Vulcan uses discrete computational operations expressed as rules outside of the LLM prompt. A typical LLM application may often rely on the LLM to evaluate logical and arithmetic operations (or to call tools) within one or more relatively large prompts. Furthermore, Vulcan encourages a "microprompting" approach, reducing the amount of instruction and context required for the LLM to process.

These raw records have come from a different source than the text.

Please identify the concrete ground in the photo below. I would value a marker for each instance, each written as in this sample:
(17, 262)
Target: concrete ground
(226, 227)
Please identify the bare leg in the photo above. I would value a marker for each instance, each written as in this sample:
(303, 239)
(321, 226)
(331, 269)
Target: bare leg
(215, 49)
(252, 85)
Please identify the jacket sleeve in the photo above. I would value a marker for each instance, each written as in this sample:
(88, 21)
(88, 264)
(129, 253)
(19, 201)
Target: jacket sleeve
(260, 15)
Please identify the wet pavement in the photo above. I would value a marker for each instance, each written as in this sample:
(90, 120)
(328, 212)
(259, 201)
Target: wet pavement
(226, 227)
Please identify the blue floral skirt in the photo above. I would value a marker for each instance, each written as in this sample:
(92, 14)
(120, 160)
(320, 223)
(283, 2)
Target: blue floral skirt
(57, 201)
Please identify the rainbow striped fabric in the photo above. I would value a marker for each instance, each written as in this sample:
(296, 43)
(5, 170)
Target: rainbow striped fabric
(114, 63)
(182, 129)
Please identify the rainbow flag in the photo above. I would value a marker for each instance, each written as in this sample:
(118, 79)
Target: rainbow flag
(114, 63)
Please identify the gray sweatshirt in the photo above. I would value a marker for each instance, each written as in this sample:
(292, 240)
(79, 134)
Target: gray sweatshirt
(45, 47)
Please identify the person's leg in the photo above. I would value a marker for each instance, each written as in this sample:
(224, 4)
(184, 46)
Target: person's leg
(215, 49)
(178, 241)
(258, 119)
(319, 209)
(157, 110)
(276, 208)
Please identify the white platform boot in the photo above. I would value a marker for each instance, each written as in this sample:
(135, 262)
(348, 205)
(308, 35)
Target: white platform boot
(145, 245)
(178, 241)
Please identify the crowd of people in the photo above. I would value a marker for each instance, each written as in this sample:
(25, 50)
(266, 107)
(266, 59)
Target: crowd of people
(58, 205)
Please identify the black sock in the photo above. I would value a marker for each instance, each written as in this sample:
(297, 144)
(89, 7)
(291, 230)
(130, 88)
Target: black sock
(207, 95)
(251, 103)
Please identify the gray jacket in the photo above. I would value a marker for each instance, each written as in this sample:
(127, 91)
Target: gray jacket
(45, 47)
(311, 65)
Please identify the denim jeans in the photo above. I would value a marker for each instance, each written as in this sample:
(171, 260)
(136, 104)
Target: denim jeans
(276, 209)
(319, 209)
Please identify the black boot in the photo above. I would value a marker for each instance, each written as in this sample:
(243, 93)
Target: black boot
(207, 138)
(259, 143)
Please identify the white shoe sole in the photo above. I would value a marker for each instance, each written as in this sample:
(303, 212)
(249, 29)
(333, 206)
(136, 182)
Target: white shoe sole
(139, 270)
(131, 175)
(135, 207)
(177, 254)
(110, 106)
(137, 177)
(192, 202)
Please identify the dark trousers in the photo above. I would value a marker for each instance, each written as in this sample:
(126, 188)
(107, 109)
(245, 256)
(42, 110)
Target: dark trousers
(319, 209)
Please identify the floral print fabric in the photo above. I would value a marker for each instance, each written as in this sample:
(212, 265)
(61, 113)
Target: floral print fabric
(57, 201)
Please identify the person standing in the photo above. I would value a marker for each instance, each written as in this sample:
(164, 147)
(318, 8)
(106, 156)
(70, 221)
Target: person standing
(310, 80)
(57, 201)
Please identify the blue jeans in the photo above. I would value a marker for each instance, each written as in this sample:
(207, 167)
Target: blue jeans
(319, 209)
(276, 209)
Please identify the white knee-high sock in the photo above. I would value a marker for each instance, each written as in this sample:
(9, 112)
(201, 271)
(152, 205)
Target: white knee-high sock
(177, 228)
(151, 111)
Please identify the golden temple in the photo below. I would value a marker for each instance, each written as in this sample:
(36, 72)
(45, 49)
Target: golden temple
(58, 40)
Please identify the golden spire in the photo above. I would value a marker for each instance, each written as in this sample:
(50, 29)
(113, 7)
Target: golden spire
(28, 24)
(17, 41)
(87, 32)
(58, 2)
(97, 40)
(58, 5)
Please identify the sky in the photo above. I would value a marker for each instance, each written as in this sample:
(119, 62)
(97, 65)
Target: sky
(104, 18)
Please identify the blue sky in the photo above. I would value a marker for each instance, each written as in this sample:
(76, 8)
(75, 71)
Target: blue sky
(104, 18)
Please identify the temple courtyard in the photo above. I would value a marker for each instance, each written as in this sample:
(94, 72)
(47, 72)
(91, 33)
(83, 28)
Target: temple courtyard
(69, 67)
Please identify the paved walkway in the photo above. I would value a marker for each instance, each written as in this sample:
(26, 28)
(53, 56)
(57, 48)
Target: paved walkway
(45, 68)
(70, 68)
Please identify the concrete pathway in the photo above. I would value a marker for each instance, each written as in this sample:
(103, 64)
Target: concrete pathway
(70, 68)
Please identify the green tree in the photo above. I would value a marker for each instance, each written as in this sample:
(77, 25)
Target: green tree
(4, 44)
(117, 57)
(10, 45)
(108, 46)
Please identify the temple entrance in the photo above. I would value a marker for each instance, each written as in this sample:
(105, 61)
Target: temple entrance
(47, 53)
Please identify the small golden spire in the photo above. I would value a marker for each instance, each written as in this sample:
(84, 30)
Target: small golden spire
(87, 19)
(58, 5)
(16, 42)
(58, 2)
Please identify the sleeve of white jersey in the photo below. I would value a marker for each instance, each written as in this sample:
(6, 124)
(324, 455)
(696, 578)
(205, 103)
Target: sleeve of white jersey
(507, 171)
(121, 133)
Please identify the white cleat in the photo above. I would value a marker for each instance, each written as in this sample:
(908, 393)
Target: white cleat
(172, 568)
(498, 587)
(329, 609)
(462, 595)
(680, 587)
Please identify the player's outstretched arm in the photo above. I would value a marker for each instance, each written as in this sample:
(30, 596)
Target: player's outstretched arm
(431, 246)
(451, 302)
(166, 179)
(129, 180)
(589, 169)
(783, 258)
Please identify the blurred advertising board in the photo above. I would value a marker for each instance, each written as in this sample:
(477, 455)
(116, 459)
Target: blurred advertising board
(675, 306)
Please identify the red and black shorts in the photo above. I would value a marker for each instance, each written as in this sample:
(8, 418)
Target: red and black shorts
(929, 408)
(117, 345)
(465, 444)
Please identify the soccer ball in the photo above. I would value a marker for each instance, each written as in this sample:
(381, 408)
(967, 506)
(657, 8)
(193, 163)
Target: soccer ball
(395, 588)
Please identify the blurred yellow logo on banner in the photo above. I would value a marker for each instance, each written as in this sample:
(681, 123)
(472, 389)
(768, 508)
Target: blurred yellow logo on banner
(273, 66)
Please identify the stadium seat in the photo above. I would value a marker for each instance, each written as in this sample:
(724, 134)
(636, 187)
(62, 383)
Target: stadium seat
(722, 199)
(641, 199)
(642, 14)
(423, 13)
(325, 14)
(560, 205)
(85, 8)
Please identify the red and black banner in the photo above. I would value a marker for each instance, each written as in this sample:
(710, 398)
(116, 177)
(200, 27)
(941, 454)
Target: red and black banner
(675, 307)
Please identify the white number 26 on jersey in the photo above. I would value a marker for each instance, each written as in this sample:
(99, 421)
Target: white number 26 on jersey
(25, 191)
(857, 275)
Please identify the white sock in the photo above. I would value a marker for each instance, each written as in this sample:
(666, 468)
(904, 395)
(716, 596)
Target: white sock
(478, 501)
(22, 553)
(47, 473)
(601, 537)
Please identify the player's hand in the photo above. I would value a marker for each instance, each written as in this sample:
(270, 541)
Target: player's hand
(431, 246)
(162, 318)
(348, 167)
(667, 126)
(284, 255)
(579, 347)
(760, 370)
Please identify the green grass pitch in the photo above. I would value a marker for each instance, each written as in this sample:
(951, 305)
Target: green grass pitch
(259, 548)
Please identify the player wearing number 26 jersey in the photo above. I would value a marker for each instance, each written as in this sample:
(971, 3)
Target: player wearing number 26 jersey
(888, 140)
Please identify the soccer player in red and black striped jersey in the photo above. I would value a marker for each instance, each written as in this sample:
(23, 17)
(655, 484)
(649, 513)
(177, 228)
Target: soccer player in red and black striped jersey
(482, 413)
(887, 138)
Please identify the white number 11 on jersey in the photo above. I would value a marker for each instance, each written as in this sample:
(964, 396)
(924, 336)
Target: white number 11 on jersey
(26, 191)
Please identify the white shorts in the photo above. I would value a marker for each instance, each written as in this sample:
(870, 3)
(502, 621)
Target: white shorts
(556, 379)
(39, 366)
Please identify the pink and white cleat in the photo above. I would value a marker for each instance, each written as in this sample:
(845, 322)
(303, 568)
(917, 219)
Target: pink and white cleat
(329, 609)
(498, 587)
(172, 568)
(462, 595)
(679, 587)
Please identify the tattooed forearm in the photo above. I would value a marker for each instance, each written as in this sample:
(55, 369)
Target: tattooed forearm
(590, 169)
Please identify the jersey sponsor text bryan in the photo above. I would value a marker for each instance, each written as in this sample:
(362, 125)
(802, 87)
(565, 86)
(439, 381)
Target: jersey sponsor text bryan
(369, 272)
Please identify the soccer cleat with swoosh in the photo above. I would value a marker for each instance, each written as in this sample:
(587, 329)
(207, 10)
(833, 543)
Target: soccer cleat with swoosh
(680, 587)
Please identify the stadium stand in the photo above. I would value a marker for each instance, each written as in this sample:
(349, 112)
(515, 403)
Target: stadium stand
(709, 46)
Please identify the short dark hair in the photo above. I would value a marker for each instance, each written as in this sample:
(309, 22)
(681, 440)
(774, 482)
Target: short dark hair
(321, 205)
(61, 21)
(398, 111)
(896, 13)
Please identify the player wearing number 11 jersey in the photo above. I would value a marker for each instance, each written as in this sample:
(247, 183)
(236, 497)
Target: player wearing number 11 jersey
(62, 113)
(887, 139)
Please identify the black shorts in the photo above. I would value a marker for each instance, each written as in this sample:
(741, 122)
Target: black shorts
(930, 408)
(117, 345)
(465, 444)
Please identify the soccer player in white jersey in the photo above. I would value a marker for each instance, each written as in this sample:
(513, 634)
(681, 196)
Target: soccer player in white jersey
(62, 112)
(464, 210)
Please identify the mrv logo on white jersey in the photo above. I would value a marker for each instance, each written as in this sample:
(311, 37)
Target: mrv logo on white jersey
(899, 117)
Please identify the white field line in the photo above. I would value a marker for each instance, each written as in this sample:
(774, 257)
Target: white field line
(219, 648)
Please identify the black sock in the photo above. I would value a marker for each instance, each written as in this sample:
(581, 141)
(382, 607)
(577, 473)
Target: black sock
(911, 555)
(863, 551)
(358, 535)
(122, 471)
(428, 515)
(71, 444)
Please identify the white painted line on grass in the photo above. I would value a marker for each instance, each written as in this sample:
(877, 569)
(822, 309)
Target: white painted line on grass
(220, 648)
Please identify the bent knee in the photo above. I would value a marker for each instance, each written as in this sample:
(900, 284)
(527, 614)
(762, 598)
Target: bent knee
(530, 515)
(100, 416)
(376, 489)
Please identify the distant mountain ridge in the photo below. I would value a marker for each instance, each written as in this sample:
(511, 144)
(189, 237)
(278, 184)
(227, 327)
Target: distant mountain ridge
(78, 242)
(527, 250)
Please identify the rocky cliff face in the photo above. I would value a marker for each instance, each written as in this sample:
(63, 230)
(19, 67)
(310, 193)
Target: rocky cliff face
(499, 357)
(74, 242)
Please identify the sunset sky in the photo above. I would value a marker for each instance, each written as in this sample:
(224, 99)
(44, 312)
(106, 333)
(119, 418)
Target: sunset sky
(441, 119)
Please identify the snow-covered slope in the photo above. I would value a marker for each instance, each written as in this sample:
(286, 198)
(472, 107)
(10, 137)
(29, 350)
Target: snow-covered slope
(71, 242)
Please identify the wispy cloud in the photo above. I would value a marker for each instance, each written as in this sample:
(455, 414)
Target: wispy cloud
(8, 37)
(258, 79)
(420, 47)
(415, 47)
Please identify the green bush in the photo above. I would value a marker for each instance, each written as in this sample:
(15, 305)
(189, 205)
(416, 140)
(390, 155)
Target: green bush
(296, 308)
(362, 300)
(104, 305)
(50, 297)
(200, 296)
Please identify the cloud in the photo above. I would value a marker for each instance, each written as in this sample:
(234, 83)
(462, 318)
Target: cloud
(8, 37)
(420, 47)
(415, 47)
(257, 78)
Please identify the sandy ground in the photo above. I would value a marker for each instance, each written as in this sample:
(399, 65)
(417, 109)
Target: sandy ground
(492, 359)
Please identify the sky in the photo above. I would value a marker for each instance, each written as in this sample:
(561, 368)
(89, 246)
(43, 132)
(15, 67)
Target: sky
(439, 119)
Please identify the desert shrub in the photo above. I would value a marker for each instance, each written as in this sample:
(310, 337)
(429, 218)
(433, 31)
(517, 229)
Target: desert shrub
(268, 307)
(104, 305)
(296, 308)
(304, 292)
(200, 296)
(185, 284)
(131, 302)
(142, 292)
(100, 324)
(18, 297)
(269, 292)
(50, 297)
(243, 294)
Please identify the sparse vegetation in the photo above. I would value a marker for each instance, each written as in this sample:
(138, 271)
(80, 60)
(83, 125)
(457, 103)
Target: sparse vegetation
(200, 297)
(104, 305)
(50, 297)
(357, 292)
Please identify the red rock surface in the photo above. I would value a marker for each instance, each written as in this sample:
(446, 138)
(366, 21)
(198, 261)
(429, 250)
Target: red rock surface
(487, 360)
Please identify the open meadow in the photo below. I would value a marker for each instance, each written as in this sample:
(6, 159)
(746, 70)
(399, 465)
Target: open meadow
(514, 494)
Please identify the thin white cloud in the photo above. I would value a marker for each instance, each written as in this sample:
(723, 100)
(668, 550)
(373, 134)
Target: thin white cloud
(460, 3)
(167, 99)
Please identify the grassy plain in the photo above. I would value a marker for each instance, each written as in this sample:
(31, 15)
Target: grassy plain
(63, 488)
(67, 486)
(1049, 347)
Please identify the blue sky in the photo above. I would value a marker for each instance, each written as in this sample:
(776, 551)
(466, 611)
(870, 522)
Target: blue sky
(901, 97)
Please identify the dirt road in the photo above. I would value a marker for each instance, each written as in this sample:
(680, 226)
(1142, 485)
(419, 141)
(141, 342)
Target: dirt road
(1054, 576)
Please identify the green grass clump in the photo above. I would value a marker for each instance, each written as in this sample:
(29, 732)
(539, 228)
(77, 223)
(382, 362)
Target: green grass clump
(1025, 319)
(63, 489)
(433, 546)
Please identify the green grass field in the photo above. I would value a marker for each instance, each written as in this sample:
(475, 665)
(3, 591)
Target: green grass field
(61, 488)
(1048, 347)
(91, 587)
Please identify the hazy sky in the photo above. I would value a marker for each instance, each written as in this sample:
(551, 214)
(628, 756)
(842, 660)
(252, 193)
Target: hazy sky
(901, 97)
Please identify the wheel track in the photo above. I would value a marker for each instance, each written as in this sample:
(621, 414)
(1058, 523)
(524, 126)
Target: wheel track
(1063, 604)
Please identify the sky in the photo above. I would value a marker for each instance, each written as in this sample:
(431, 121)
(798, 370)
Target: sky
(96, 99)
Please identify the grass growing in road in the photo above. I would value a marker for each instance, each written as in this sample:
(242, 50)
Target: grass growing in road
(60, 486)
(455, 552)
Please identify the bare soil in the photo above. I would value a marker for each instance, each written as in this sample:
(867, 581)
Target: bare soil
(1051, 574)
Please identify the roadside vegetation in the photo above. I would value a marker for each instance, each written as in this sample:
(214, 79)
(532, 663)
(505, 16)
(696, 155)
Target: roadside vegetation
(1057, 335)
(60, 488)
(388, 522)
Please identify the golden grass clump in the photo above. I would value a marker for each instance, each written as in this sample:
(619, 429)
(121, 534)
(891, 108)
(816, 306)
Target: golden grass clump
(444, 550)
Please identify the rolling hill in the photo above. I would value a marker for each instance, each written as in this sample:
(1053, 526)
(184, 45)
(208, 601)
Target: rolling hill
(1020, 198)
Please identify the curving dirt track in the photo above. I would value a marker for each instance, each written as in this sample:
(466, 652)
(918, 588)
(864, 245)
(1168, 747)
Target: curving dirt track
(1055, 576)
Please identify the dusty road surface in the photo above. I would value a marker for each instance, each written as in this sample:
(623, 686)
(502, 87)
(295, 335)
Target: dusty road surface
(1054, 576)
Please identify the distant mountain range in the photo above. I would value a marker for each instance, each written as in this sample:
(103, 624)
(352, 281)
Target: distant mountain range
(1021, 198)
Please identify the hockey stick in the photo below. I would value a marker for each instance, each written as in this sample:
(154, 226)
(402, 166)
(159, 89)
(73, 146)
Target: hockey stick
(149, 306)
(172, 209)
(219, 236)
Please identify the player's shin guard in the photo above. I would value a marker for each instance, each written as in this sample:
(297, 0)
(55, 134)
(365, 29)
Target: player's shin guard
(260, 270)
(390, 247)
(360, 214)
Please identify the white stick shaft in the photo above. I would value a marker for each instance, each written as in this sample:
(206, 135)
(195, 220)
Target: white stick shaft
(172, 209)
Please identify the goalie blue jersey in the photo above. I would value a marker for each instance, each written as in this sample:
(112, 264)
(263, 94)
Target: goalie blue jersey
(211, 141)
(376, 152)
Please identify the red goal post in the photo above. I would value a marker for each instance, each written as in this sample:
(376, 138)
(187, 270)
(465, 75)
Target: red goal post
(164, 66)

By comparison, Vulcan offers a number of benefits over typical LLM usage:

  1. Consistency: "1+1" will always equal "2" and such operations are immune to LLM hallucination or prediction variance.
  2. Adherence: By using microprompts, LLMs are easier to direct and more difficult to jailbreak.
  3. Cost & Performance: Logic and arithmetic operations are faster and cost less when performed on a CPU than an LLM.
  4. Explainability: Rule-based reasoning provides far better insight into the decision-making process.

In Summary

Vulcan offers developers the ability to easily mix the consistency of computational logic with the flexibility of predictive language models. By promoting a hybrid reasoning approach, Vulcan reduces the risk of LLM failures and provides more consistent, predictable, and explainable automated decision-making.